DNA replication must adapt to changes in chromatin organization associated with cell differentiation and development, whose deregulation can challenge genome stability and leads to mutations, cancer and many other genetic diseases. However, despite intensive studies, the mechanisms that coordinate where and when replication initiates in the human genome remain poorly known. Our team focuses on using cutting-edge high-throughput genomic approaches and genome-wide data analyses to study the spatio-temporal replication program of the human genome and its impact on genome stability, in particular to address the following questions:
- What determines the replication program, i.e. the position, the time of firing and the efficiency of replication origins in the human genome?
- How this program is regulated and associated with gene transcription and chromatin organization?
- How deregulation of these programs challenges genome stability and leads to human diseases?
In collaboration with experimental biologists, we have developed a method (Repli-Seq) and generated one of the first high-resolution replication timing profiles of the human genome (Fig. 1). Studies of these profiles from different human cell types have allowed us to reveal that the genome is organized in megabase replication domains associated with higher order chromatin structural units. By evolutionary analyses, we have also established that replication is a major process driving genome mutational landscape in normal and cancer cells. We are now applying Repli-Seq technique to analyze the replication dynamics from cells upon replication stress to study how deregulation of the replication program challenges genome stability, in particular, common fragile site activity (Fig. 2).
More recently, we have developed a new method to study the replication program based on the deep sequencing of Okazaki fragments (OK-Seq). This allows us to determine the fractions of rightward- (R) and leftward- (L) moving forks at each locus, and to construct the complete profiles of replication fork directionality (RFD = R-L) along the genome. A transition from rightward- to leftward-moving forks occurs when crossing a replication origin position, leading to an upward transition in the RFD profile (Fig. 1). The quality and novelty of the data, leads to new insights into the replication landscape of the human genome and to further unravel the links between replication, gene expression, epigenetic modification and 3D genome organization in normal and cancer cells. We further used these unique data to study the replication-transcription conflict and its link to genome instability.
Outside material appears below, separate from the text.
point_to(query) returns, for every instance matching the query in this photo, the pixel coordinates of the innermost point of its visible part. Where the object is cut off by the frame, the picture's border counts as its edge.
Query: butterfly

Moreover, we have developed new genome-wide approaches to study replication program at single molecule/cell resolution (Fig. 3), in order to further study the intrinsic (between alleles) and extrinsic (cell to cell) variation in replication and to further investigate the relation between cell-to-cell heterogeneity of replication and the cell-to-cell heterogeneity in gene transcription and chromatin organization.
Our study on DNA replication and genome instability will provide the important bases for further understanding its role during development and aging, and how its deregulation contributes to tumorigenesis and to human diseases.